By Chirag Kasbekar | 26 Feb 2008

1

If you are about to buy a digital camera, (or a mobile phone with a camera, for that matter) one of the many details you will find in the camera specifications is ''mega pixels''. As with many such things, you may well conclude that the higher the number of mega pixels the better the camera is. And, largely, you would be right.

However, there are two questions we need to ask before we can decide which camera is most suited to your needs. The first question is: how many mega pixels do you really need? OK, there is another side question we need to ask before we can ask that one. What are mega pixels, anyway?

Let's start with a pixel. A pixel (short for 'picture element') is a single point in a graphic image. The more pixels used to represent an image, the better will the image look. In a broad sense, you may say that an image with more pixels per square inch has better 'resolution'. A mega pixel is a million pixels.

How does that translate into the resolution a digital camera gives? Mega pixels are not just so many million pixels; they also indicate the number of image sensor elements in digital cameras or the number of display elements of digital displays. A camera with an array of 2,048×1,536 sensor elements is said to have "3.1 mega pixels" (2048 × 1536 = 3,145,728).

So how many mega pixels should your camera really have? It depends entirely on what you want to do with the photographs. If you want a camera merely to share a rough likeness of something you have seen, a 1 mega pixel camera should be adequate. If you plan to use the camera to take photographs you can use on a website, you may need, say, 2 mega pixels. But if you aim to use the photographs for a well-printed brochure or magazine, you will need at least 5 mega pixels. For most ordinary purposes this is more than adequate. Remember that the more the megapixels, the more the camera is likely to cost.

Now we come to the second question. If one camera has 7 megapixels and another has 8, will the second one necessarily give a better quality of picture?

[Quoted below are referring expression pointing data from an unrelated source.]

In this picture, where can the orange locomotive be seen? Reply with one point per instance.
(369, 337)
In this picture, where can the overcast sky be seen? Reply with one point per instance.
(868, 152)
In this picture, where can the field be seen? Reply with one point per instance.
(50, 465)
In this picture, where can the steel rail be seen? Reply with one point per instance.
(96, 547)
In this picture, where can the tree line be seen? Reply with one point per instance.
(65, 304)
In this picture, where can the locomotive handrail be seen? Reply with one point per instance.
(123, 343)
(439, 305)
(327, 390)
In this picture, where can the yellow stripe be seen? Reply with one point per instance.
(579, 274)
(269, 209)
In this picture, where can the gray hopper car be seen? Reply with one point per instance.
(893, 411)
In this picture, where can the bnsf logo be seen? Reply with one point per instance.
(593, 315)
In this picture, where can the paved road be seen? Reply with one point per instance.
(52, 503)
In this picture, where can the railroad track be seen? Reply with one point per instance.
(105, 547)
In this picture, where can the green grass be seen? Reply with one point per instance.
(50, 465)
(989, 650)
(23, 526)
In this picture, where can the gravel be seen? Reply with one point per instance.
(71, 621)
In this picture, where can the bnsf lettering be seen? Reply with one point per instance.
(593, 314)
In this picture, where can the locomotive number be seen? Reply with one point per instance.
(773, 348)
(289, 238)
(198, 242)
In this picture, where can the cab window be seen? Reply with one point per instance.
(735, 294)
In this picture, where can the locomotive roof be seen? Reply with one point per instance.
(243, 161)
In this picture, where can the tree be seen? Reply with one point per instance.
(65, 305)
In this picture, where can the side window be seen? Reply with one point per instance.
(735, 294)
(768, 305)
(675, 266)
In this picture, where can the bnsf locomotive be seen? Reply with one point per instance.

The simple answer to this is: no, not necessarily.

The truth is that resolution also depends on the size of the camera's sensor. A camera with less megapixels than another may produce better quality pictures if the other camera has a smaller sensor. This is because a larger sensor, with larger pixels, is able to record more information about the scene being captured, resulting in more realistic and detailed pictures.

Also there are other factors that affect the quality of the picture, such as the quality of the lens used. So while the number of megapixels in the camera does make a big difference to the quality of the images it produces, you do look at other factors to ensure great quality pictures.